Many in this world retain beliefs whose flaws a ten-year-old could point out
Very true. Case in point: the belief that “minimum description length” or “Solomonoff induction” can actually predict anything. Choose a language that can describe MWI more easily than Copenhagen, and they say you should believe MWI; choose a language that can describe Copenhagen more easily than MWI, and they say you should believe Copenhagen. I certainly could have told you that when I was ten...
The argument in this post is precisely analogous to the following:
Bayesian reasoning cannot actually predict anything. Choose priors that result in the posterior for MWI being greater than that for Copenhagen, and it says you should believe MWI; choose priors that result in the posterior for Copenhagen being greater than that for MWI, and it says you should believe Copenhagen.
The thing is, though, choosing one’s own priors is kind of silly, and choosing one’s own priors with the purpose of making the posteriors be a certain thing is definitely silly. Priors should be chosen to be simple but flexible. Likewise, choosing a language with the express purpose of being able to express a certain concept simply is silly; languages should be designed to be simple but flexible.
It seems to me that you’re waving the problem away instead of solving it. For example, I don’t know of any general method for devising a “non-silly” prior for any given parametric inference problem. Analogously, what if your starting language accidentally contains a shorter description of Copenhagen than MWI?
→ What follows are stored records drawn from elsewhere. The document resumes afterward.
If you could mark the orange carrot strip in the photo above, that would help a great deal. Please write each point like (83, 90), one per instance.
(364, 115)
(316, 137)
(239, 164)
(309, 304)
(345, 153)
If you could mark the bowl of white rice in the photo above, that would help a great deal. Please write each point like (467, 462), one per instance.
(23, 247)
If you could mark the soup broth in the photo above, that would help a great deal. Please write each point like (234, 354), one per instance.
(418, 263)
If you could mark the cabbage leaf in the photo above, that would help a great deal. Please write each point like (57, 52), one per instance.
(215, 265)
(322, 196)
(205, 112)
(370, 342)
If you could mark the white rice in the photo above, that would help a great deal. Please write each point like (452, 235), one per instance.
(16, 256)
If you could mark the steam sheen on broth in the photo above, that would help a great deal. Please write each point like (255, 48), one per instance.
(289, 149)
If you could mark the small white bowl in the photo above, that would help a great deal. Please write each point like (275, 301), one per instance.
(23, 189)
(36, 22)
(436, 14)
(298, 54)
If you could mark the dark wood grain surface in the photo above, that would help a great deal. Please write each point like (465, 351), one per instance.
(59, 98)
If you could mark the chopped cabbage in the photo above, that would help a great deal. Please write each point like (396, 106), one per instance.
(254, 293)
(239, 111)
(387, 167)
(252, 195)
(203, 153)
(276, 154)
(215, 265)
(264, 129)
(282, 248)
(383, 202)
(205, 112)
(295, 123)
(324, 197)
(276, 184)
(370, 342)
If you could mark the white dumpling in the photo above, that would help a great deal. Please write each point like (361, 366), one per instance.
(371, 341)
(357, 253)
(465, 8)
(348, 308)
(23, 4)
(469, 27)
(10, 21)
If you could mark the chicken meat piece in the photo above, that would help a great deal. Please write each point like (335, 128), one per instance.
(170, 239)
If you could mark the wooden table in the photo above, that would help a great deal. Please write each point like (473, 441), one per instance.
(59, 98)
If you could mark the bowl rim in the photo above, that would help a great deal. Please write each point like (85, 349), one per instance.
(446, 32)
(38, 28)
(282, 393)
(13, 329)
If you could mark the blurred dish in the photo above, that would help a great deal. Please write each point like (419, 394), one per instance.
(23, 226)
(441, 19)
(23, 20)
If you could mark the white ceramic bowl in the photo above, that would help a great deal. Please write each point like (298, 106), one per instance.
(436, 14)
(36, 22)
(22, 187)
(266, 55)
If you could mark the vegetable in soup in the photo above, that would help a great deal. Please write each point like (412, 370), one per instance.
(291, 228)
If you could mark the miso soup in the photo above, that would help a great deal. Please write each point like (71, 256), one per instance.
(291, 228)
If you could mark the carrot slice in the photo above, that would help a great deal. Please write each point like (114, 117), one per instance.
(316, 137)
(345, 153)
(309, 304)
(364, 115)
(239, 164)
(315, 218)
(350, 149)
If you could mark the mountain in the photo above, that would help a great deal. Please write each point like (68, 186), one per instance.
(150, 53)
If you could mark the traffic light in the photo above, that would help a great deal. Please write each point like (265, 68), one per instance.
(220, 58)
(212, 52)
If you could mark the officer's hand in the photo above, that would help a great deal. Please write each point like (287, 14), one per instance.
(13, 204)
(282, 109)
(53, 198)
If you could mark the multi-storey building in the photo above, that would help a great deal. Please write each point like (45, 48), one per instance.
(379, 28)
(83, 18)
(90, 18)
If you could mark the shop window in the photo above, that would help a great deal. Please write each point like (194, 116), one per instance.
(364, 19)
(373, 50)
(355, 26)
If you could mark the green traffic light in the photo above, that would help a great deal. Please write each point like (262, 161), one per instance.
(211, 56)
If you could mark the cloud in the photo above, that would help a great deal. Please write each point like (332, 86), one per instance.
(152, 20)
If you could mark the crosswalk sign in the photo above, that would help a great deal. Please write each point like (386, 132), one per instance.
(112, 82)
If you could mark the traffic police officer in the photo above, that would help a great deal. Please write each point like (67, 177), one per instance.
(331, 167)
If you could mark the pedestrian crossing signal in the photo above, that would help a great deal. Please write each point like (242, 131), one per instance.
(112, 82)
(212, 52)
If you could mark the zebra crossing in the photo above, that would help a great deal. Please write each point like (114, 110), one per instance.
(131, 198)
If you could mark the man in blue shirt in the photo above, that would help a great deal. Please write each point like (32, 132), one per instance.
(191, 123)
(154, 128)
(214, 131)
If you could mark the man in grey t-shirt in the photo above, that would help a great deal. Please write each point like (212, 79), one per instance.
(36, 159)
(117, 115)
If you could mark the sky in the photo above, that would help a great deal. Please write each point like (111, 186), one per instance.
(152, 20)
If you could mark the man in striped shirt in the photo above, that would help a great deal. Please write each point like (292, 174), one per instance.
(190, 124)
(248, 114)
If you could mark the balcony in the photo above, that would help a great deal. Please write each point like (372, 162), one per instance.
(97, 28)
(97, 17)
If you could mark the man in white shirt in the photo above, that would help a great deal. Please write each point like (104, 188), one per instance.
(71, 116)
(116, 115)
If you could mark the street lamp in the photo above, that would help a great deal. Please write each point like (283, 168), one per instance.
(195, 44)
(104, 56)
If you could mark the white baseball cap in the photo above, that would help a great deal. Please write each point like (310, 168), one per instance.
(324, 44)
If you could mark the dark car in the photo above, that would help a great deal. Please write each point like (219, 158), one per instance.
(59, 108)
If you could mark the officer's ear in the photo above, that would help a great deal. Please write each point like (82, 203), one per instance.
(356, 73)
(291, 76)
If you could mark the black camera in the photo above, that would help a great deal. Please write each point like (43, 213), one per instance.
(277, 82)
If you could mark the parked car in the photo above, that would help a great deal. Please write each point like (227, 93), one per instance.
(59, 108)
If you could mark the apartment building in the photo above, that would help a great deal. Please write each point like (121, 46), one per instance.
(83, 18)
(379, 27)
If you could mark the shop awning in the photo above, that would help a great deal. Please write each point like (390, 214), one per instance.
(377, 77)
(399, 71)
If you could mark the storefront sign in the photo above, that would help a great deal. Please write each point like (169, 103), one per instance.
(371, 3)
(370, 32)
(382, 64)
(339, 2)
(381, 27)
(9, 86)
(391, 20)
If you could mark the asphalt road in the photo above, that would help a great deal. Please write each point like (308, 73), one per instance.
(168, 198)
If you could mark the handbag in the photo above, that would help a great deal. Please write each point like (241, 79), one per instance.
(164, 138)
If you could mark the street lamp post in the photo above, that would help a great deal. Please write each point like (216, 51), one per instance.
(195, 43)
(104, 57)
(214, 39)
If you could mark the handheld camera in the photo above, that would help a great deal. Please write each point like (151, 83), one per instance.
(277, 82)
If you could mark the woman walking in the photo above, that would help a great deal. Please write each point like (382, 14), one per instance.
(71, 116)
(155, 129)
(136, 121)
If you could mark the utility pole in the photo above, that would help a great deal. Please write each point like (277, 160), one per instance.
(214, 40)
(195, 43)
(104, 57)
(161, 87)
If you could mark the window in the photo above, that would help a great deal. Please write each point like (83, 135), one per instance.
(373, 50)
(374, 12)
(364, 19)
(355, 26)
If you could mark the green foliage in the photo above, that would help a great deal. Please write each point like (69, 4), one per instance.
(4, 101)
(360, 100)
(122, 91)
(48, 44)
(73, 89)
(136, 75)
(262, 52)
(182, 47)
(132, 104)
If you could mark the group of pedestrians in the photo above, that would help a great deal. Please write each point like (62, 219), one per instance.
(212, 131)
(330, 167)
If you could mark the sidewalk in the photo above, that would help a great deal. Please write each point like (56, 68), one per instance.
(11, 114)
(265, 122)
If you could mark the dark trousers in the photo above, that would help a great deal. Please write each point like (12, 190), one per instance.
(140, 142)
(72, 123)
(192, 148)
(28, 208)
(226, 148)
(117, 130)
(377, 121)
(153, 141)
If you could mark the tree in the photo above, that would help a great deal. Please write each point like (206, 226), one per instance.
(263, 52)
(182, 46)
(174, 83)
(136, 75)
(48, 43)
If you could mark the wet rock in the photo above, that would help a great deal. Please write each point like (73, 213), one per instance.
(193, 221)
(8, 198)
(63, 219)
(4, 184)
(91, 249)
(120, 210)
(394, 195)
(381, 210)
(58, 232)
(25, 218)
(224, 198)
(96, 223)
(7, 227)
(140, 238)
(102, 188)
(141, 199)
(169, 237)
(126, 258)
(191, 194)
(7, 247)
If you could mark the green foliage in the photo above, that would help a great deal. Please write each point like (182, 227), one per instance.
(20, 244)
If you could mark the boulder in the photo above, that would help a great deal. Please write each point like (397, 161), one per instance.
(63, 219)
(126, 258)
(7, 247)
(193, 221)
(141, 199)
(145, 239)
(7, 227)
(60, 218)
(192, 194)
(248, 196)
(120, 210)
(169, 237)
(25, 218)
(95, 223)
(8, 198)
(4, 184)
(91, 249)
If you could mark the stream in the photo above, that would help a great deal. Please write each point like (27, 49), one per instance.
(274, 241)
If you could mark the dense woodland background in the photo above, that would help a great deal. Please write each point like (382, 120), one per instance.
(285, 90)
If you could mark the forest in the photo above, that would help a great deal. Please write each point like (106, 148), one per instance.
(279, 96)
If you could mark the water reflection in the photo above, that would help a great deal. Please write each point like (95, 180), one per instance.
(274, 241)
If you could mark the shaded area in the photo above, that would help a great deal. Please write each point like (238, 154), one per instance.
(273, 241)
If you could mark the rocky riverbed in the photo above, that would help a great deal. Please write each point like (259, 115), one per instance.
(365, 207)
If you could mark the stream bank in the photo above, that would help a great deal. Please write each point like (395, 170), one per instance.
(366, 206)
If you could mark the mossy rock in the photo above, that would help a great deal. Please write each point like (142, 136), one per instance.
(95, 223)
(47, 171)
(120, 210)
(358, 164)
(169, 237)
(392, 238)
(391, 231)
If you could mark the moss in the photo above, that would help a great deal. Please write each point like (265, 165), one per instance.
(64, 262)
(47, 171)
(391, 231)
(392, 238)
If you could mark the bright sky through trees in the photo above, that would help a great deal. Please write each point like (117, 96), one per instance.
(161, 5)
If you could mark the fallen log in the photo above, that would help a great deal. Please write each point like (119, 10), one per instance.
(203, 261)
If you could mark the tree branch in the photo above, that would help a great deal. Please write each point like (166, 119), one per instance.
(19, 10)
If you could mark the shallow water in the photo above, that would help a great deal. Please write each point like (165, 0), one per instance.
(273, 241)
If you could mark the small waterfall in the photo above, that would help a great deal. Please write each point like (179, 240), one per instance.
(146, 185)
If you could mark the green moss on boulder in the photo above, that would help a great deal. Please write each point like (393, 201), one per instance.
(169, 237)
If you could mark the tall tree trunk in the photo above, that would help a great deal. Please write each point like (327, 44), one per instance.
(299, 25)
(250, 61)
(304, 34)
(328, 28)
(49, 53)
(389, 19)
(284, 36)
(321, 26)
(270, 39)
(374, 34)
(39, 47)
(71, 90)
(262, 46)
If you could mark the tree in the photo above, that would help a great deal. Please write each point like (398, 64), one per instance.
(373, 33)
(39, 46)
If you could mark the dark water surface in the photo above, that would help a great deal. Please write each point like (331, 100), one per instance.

If you’re just doing narrow AI, then look at your hypothesis that describes the world (e.g. “For any two people, they have some probability X of having a relationship we’ll call P. For any two people with relationship P, every day, they have a probability Y of causing perception A.”), then fill in every parameter (in this case, we have X and Y) with reasonable distributions (e.g. X and Y independent, each with a 1⁄3 chance of being 0, a 1⁄3 chance of being 1, and a 1⁄3 chance of being the uniform distribution).
Yes, I said “reasonable”. Subjectivity is necessary; otherwise, everyone would have the same priors. Just don’t give any statement an unusually low probability (e.g. a probability practically equal to zero that a certain physical constant is greater than Graham’s number), nor any statement an unusually high probability (e.g. a 50% probability that Christianity is true). I think good rules are that the language your prior corresponds to should not have any atoms that can be described reasonably easily (perhaps 10 atoms or less) using only other atoms, and that every atom should be mathematically useful.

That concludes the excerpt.